Scanning two databases for differences

Step-by-step instructions to scan two databases for data differences. This assumes that rubyrep has already been installed.

Step 1: Generate a basic configuration file

This is done with command rubyrep generate myrubyrep.conf

This will generate a configuration file skeleton like this:

RR::Initializer::run do |config|
  config.left = {
    :adapter  => 'postgresql', # or 'mysql'
    :database => 'SCOTT',
    :username => 'scott',
    :password => 'tiger',
    :host     => '172.16.1.1'
  }

  config.right = {
    :adapter  => 'postgresql',
    :database => 'SCOTT',
    :username => 'scott',
    :password => 'tiger',
    :host     => '172.16.1.2'
  }

  config.include_tables 'dept'
  config.include_tables /^e/ # regexp matches all tables starting with e
  # config.include_tables /./ # regexp matches all tables
end

Please note that this is valid ruby code. So you can do whatever you want.

Step 2: Specify how to connect to both databases

rubyrep always works on two databases known as “left” and “right”. Above example should be fairly self-explaining…

Special encodings If your database uses special encodings, you might want to specify them also in the connection paramters. (Apparently especially necessary with MySQL.) Use the :encoding parameter for this. Refer to the according explanations for PostreSQL and MySQL.

PostgreSQL schema support If you are using PostgreSQL and your tables do not reside in the ‘public’ schema, add :schema_search_path to the database connection parameters. Example:    :schema_search_path => 'accounting'. Refer to the ActiveRecord documentation for more background information.

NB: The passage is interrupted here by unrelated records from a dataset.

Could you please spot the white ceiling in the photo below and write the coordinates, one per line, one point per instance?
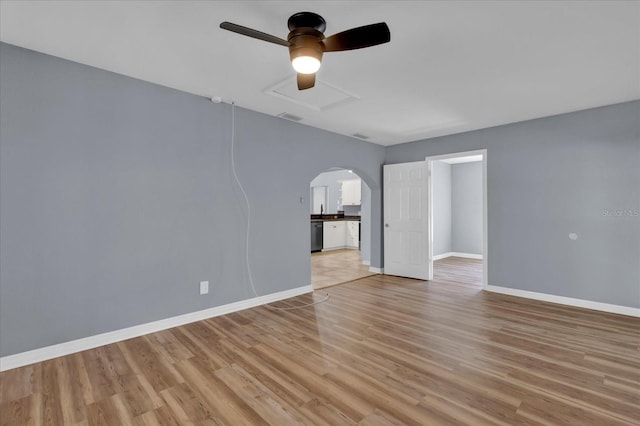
(450, 66)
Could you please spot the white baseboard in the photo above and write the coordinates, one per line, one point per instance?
(457, 254)
(570, 301)
(66, 348)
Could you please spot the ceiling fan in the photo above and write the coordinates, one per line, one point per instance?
(307, 43)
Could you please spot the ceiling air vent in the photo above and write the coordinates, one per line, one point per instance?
(360, 136)
(288, 116)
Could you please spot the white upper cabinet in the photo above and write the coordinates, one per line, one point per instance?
(351, 192)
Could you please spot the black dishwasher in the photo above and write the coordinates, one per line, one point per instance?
(316, 236)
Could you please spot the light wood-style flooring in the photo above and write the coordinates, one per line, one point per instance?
(380, 351)
(333, 267)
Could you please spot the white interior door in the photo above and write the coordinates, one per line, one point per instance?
(406, 230)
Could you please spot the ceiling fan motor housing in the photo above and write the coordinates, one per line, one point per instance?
(305, 42)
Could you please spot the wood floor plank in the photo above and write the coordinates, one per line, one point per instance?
(381, 350)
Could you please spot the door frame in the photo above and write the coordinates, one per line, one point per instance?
(485, 220)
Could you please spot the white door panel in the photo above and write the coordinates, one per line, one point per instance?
(405, 218)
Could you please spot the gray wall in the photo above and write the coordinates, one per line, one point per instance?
(117, 198)
(466, 208)
(441, 178)
(551, 177)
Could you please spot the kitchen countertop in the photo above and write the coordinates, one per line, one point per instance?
(332, 218)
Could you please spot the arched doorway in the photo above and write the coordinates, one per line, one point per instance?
(340, 215)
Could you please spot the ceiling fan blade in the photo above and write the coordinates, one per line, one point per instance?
(306, 81)
(357, 38)
(253, 33)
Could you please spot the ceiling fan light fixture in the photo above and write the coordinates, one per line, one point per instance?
(306, 64)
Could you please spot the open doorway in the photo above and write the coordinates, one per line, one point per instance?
(458, 218)
(340, 212)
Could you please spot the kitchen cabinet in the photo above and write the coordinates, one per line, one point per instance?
(352, 234)
(351, 192)
(333, 234)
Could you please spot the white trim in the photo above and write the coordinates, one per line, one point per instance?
(466, 255)
(457, 254)
(42, 354)
(562, 300)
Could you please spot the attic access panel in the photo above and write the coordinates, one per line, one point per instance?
(321, 97)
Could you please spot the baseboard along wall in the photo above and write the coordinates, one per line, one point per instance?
(42, 354)
(457, 254)
(569, 301)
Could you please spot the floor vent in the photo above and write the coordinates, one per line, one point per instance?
(288, 116)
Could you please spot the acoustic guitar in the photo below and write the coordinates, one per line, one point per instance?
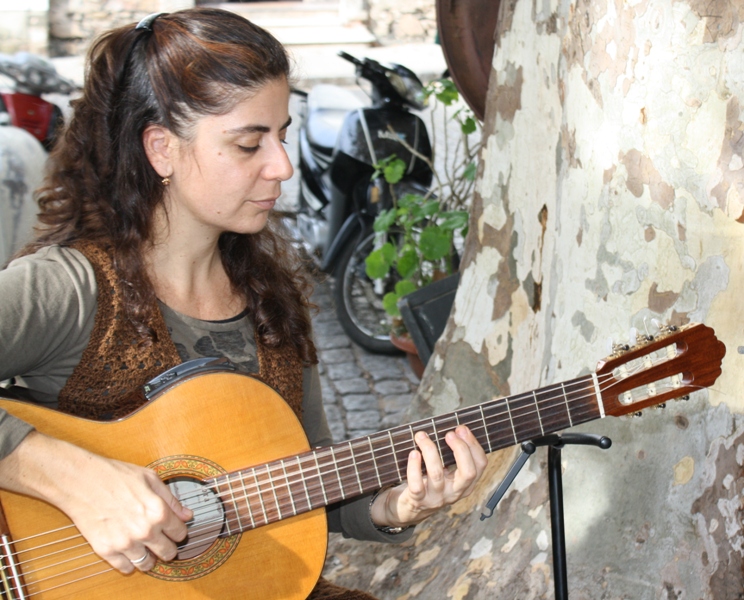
(232, 450)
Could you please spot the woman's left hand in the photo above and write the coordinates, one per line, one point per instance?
(423, 495)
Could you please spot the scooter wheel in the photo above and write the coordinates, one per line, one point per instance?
(359, 301)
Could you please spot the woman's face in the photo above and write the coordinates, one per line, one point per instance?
(228, 176)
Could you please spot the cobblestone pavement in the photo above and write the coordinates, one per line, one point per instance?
(362, 392)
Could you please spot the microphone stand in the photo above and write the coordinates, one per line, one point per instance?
(555, 443)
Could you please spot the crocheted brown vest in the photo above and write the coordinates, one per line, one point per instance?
(107, 382)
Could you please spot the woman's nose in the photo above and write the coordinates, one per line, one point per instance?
(280, 168)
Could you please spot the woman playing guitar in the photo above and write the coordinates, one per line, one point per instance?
(157, 245)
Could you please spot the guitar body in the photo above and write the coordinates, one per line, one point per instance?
(198, 428)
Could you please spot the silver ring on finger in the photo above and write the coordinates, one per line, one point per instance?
(139, 561)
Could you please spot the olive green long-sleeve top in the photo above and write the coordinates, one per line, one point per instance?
(48, 304)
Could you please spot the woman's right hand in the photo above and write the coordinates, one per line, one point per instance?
(124, 511)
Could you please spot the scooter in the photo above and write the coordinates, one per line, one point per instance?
(342, 141)
(21, 103)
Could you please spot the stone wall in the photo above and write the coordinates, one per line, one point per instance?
(611, 195)
(73, 24)
(403, 21)
(24, 28)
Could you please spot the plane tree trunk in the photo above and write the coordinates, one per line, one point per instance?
(610, 195)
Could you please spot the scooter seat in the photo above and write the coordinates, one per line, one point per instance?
(327, 107)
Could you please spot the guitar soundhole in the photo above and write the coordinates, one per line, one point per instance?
(208, 520)
(204, 550)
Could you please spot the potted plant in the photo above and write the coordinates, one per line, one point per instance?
(417, 238)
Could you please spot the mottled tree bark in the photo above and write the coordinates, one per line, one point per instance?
(611, 193)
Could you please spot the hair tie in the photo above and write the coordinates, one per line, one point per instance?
(147, 22)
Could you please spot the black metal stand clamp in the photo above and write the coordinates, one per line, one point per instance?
(555, 478)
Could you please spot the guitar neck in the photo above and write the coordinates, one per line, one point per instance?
(284, 488)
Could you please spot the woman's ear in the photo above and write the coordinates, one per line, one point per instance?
(159, 145)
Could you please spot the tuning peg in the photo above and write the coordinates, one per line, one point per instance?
(620, 348)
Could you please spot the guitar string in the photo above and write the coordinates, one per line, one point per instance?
(498, 405)
(323, 453)
(289, 482)
(99, 561)
(288, 485)
(285, 505)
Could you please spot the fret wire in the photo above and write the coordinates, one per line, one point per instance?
(436, 439)
(289, 489)
(304, 482)
(356, 469)
(273, 490)
(395, 455)
(374, 461)
(338, 473)
(320, 479)
(496, 411)
(260, 496)
(235, 502)
(485, 427)
(568, 410)
(247, 502)
(539, 418)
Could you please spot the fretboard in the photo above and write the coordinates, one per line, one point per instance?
(297, 484)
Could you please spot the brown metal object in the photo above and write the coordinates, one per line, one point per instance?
(466, 32)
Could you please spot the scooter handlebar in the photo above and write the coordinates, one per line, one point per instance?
(350, 58)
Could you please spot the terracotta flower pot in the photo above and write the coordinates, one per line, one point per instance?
(406, 344)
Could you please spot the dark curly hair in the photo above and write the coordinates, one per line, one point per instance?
(101, 187)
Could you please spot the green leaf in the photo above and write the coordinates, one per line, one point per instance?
(379, 261)
(394, 170)
(384, 220)
(468, 126)
(405, 287)
(410, 200)
(408, 263)
(453, 220)
(470, 171)
(435, 243)
(390, 304)
(448, 93)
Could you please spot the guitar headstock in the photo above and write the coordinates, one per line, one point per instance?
(673, 363)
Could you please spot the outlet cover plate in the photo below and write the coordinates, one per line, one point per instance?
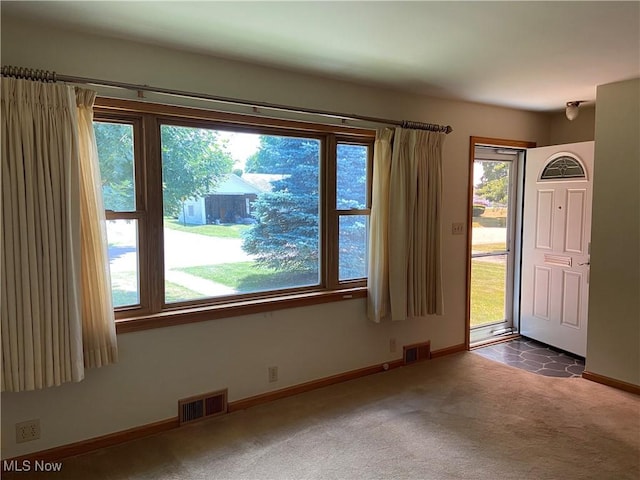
(27, 431)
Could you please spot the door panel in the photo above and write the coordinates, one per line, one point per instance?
(555, 252)
(544, 216)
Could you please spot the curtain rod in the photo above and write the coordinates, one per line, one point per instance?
(49, 76)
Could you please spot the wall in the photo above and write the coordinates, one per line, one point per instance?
(613, 340)
(582, 129)
(157, 367)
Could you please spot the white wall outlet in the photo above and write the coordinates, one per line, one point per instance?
(457, 228)
(27, 431)
(273, 374)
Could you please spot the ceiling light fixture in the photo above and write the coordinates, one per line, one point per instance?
(572, 110)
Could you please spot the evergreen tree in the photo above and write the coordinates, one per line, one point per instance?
(286, 233)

Step 3: Configure which tables to scan

Use the include_tables option to specify which tables should be covered. Different forms are possible:

  • single table: just specify the table name, e. g. config.include_tables 'dept'
  • multiple tables: specify any regular expression, e. g. all tables starting with ‘e’: config.include_tables /^e/
  • match tables that are named differently in left and right database: e. g. table ‘dept’ in left and table ‘dept_backup’ in right database: config.include_tables 'dept, dept_backup'

Additionally it is possible to exclude tables. Excludes always trump includes. Example: To match all tables except those ending with ‘backup’:

config.include_tables /./
config.exclude_tables /backup$/

Step 4: Run the scan

To run the scan, execute: rubyrep scan -c myrubyrep.conf This will scan all configured tables.

It is possible, to overwrite which tables to scan. E. g. to scan ‘dept’ and all tables starting with ‘e’: rubyrep scan -c myrubyrep.conf dept /^e/

A scan with default options will produce output like this:

                                dept 100% .........................   0
                                 emp 100% .........................   1

Here the ‘dept’ table is fully in sync, while table ‘emp’ has one difference. (The dots and percentage values are printed during the scan to show the progress.)

Appendix: Further Information

A scan can not only print scarce summaries as shown above. Refer to the scan command reference to see how rubyrep can show more detailed scan summaries as well as actual row differences.

Go to the configuration reference to see a list of all available configuration options.